Sous Manuel Comnene, le protestator[1] fut accusé d’avoir conspiré contre l’empereur, & de s’être servi, pour cela, de certains secrets qui rendent les hommes invisibles. Il est dit, dans la vie de cet empereur[2], que l’on surprit Aaron lisant un livre de Salomon, dont la lecture faisoit paroître des légions de démons. Or, en supposant dans la magie une puissance qui arme l’enfer, & en partant de-là, on regarde celui que l’on appelle un magicien comme l’homme du monde le plus propre à troubler & à renverser la société, & l’on est porté à le punir sans mesure.
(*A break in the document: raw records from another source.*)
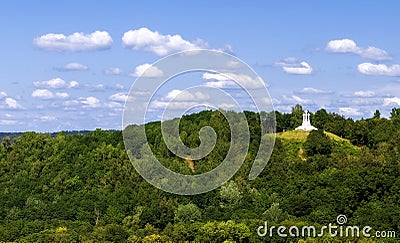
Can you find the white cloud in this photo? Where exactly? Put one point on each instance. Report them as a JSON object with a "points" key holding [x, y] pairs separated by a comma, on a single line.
{"points": [[12, 103], [153, 41], [8, 122], [350, 46], [349, 111], [62, 95], [78, 41], [291, 66], [391, 101], [367, 93], [73, 84], [184, 95], [114, 105], [294, 99], [120, 97], [55, 83], [225, 80], [73, 66], [42, 94], [147, 71], [309, 90], [3, 94], [301, 100], [90, 102], [379, 69], [113, 71], [48, 118]]}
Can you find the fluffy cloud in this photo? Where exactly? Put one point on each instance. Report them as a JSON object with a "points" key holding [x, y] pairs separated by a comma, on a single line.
{"points": [[225, 80], [90, 102], [349, 111], [184, 95], [309, 90], [46, 94], [73, 66], [42, 94], [56, 83], [120, 97], [290, 65], [47, 118], [391, 101], [73, 84], [379, 69], [98, 40], [153, 41], [113, 71], [12, 103], [367, 93], [8, 122], [294, 99], [350, 46], [147, 71], [3, 94]]}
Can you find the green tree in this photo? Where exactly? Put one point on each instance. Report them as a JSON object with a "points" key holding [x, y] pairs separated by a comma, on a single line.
{"points": [[317, 143], [188, 213]]}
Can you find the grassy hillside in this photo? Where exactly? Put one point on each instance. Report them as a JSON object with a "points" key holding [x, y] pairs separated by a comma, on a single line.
{"points": [[294, 140]]}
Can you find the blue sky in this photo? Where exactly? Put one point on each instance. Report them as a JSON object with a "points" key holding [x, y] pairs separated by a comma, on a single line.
{"points": [[339, 55]]}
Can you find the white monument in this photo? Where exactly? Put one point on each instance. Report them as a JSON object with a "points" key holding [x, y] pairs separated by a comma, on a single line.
{"points": [[306, 125]]}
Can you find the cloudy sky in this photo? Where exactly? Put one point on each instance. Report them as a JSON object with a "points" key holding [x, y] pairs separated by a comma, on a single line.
{"points": [[68, 66]]}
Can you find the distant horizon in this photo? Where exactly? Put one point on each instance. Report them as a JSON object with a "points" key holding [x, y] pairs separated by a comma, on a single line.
{"points": [[74, 73], [120, 129]]}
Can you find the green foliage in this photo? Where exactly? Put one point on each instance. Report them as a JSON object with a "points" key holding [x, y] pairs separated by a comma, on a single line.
{"points": [[230, 194], [318, 143], [188, 213]]}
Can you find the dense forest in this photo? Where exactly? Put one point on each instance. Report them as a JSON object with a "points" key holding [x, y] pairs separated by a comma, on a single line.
{"points": [[83, 188]]}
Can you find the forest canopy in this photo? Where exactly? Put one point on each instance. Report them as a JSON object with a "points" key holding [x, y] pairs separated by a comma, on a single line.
{"points": [[83, 188]]}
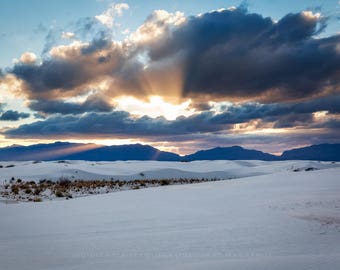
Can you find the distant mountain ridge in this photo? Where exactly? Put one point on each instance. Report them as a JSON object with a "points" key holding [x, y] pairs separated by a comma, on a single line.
{"points": [[230, 153], [94, 152]]}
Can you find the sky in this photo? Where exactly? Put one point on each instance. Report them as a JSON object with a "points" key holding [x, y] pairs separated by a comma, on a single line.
{"points": [[178, 75]]}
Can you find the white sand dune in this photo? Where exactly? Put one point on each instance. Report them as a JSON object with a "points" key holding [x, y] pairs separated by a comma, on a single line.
{"points": [[278, 220], [129, 170]]}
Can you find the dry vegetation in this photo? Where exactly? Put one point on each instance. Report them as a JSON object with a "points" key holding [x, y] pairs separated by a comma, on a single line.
{"points": [[19, 190]]}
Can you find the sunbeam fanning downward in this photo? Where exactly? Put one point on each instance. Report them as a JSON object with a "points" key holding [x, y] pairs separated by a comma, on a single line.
{"points": [[155, 107]]}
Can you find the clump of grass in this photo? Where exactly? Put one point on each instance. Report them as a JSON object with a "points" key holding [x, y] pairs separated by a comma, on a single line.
{"points": [[164, 182], [15, 189], [59, 194]]}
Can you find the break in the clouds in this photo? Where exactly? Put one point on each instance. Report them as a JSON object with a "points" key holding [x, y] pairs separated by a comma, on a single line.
{"points": [[241, 72]]}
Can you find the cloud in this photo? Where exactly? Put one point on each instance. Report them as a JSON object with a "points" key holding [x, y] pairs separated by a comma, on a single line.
{"points": [[67, 35], [221, 55], [91, 104], [28, 58], [120, 123], [107, 17], [11, 115], [234, 54]]}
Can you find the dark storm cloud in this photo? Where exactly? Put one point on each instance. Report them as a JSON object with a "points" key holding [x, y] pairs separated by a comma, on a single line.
{"points": [[236, 54], [11, 115], [51, 74], [91, 104], [222, 54], [115, 123]]}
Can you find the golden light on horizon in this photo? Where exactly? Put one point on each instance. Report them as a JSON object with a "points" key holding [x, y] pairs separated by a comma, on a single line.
{"points": [[154, 107]]}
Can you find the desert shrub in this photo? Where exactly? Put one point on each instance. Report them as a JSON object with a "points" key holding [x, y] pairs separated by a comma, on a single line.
{"points": [[15, 189], [59, 194], [64, 182], [164, 182], [37, 191]]}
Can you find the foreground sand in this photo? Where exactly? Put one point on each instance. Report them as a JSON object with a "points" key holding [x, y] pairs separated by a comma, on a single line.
{"points": [[281, 220]]}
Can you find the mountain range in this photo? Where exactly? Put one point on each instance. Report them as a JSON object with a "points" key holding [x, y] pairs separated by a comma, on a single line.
{"points": [[94, 152]]}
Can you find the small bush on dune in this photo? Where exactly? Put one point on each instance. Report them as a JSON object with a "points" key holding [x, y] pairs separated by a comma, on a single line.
{"points": [[164, 182], [59, 194], [15, 189]]}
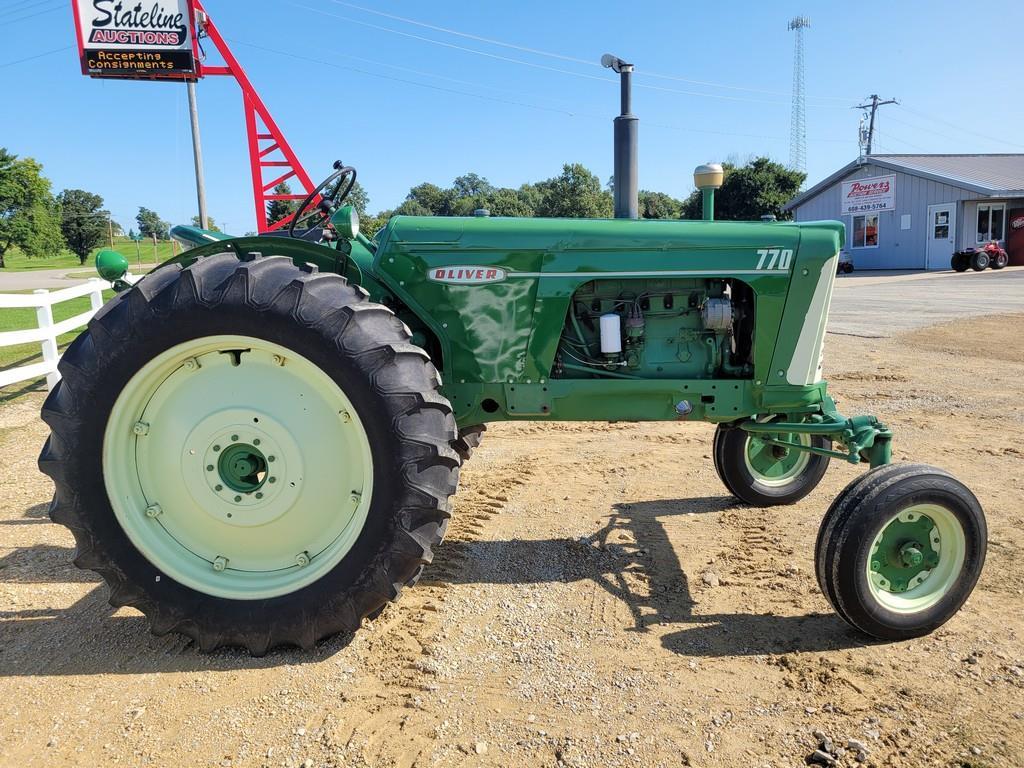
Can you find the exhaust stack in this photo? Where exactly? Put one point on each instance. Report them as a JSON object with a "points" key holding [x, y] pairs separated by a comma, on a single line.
{"points": [[627, 126]]}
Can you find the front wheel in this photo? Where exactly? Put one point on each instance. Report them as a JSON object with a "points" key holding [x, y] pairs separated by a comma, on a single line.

L’indignation croît, lorsque l’on met, dans la magie, le pouvoir de détruire la religion. L’histoire de Constantinople nous apprend[3] que, sur une révélation qu’avoit eue un évêque, qu’un miracle avoit cessé à cause de la magie d’un particulier, lui & son fils furent condamnés à mort. De combien de choses prodigieuses ce crime ne dépendoit-il pas ? Qu’il ne soit pas rare qu’il y ait des révélations ; que l’évêque en ait eu une ; qu’elle fût véritable ; qu’il y eût eu un miracle ; que ce miracle eût cessé ; qu’il y eût de la magie ; que la magie pût renverser la religion ; que ce particulier fût magicien ; qu’il eût fait enfin cet acte de magie.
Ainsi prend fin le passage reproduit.